BP said by Dec. 31 it would phase out MTBE, or methyl tertiary butyl ether, which was banned from the state by Gov. Gray Davis in 1999 for contaminating groundwater, and replace it with ethanol, Reuters reported.
BP has already contracted with several suppliers of ethanol. Federal clean-air laws require the use of an oxygen-enhancing chemical such as MTBE, a suspected animal carcinogen, or ethanol, to make the fuel required in a third of the nation's pumps.
"We considered all of the factors within our control and determined that we could transition from MTBE to ethanol early," said Bob Malone, BP's regional president.

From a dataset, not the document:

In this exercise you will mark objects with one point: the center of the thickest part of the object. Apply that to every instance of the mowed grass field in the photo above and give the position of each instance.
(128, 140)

In March, Davis postponed his original mandated deadline for MTBE's phaseout by one year to Dec. 31, 2003, citing fears of supply shortages and sharp price spikes reminiscent of last year's electricity crisis.
Currently, California does not have the adequate facilities to unload ethanol and blend it into the volumes that will be required to meet the state's appetite for gasoline for the entire industry to switch over by year's end. It is also doubtful that domestic ethanol production will ramp up in time to meet California's needs and that the product, which is mostly made from corn in the Midwest, can be transported to the West Coast in the necessary volumes, the report said.
Despite Davis's extension, the five oil majors who control 75 percent of the California market have said they may stick to their original plans, which would be welcomed by the ethanol industry.
Phillips Petroleum has already started blending some of its gasoline with ethanol, and experts say that BP's clout and market share may be enough to force the others - Chevron Texaco Corp, Exxon Mobil Corp., Shell Oil Products and independent refinery Valero -- to catch up.